Le cinéma d’Europe de l’Est n’en finit pas ces dix dernières années de revisiter les sombres heures de son passé communiste. Mais alors que la Roumanie et la Pologne occupent davantage le devant de la scène, la République tchèque s’est jusqu’ici plutôt faite discrète, elle qui avait pourtant fait preuve d’une belle vitalité et d’un sens de la contestation à coups de propositions esthétiques séduisantes en amont du printemps de Prague (Les Amours d’une blonde de Miloš Forman, Les Petites Marguerites de Věra Chytilová ou encore Nadia et le crocodile de V. Smikova). C’est donc avec un certain intérêt qu’on découvre Sur la ligne, le premier film en tant que réalisatrice de la monteuse Andrea Sedláčková : elle s’intéresse ici au parcours d’Irena, une jeune championne d’athlétisme contrainte par les autorités tchécoslovaques de se doper dans l’espoir d’être sélectionnée aux Jeux Olympiques de Los Angeles de 1984. Mais face à ce qu’elle identifie très rapidement comme une grave mise en danger, Irena ne peut même pas compter sur le soutien de sa propre mère, ancienne révolutionnaire étroitement surveillée, qui ne souhaite qu’une chose : la réussite sportive d’Irena, seul passeport possible pour passer le rideau de fer et refaire sa vie à l’Ouest.

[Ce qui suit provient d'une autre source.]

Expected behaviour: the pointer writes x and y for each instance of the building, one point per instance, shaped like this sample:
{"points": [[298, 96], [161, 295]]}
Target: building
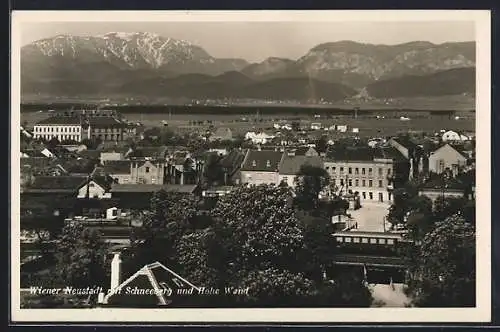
{"points": [[95, 187], [63, 128], [439, 187], [107, 128], [453, 136], [221, 134], [261, 167], [445, 158], [290, 166], [147, 172], [166, 288], [364, 170]]}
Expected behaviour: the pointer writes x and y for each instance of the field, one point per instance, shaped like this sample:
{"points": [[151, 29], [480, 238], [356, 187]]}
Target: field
{"points": [[240, 123]]}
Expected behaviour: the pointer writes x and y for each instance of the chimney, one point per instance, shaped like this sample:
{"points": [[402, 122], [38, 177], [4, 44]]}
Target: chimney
{"points": [[116, 270]]}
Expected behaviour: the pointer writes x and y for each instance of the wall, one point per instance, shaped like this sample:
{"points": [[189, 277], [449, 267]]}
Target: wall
{"points": [[448, 156], [252, 177], [148, 172], [434, 194], [357, 181], [95, 191], [61, 132]]}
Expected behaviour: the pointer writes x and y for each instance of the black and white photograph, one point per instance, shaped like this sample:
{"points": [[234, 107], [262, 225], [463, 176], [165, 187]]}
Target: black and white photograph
{"points": [[251, 166]]}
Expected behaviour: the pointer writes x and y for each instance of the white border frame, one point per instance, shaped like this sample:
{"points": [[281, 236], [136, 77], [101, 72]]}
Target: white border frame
{"points": [[482, 313]]}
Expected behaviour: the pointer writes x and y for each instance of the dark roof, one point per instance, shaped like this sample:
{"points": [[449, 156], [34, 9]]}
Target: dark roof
{"points": [[233, 159], [388, 152], [265, 161], [145, 188], [105, 122], [60, 120], [290, 165], [69, 183], [405, 141], [459, 148], [92, 154], [117, 167], [302, 150]]}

La petite et la grande histoire
On ne comprend hélas que trop bien l’intention de la réalisatrice : à partir d’un fait avéré (à cette époque, les athlètes tchécoslovaques ont été effectivement contraints de se doper avant que Moscou ne demande leur retrait en raison des tensions idéologiques avec les États-Unis), Andrea Sedláčková entend nous replonger dans l’atmosphère pesante et délétère du régime communiste. Entre les pressions et les écoutes, Irena et sa mère sont dépossédées de leur individualité, constamment contraintes de faire des choix contraires à leurs volontés. Pour parfaire le tableau et symboliser la longue agonie d’une administration, Sur la ligne ne lésine pas sur la tristesse plombante des décors, la photographie atténuant sans cesse les contrastes pour obtenir un aplat grisâtre et déprimant. Dans un tel contexte, les personnages sont toujours à distance de ce qui se déroule, n’exprimant qu’assez peu d’affects, à l’exception notable d’Irena qui tente de vivre tant bien que mal une relation amoureuse difficilement compatible avec ses obligations sportives.
Didactisme du message
S’il fait peu de doutes que le quotidien en Tchécoslovaquie au beau milieu des années 1980 n’avait rien de bien exaltant, Sur la ligne est sans cesse plombé par le didactisme de son message et son chantage à l’histoire. Oui, les suppôts du régime communiste étaient d’affreux personnages qui usaient de la culpabilité et instauraient la peur pour entretenir le mal-être des dissidents. Oui, le traitement hormonal qu’on impose à Irena est le symptôme presque trop évident d’un système sociétal qui méprise l’individu au point de l’obliger à prendre des risques inconsidérés. Seulement, Sur la ligne, à force de se focaliser exclusivement sur les difficultés du personnage principal, met l’ensemble des scènes au service de cette nécessité narrative. Au bout du compte, les personnages secondaires n’existent que par le prisme de leur lien à Irena, privant le film d’embrasser d’autres enjeux narratifs ou encore de jouer véritablement du hors-champ. On se retrouve donc avec un résultat excessivement sage et beaucoup trop appliqué dans le déroulé de son programme, à contre-courant du potentiel que renfermait pourtant un tel sujet.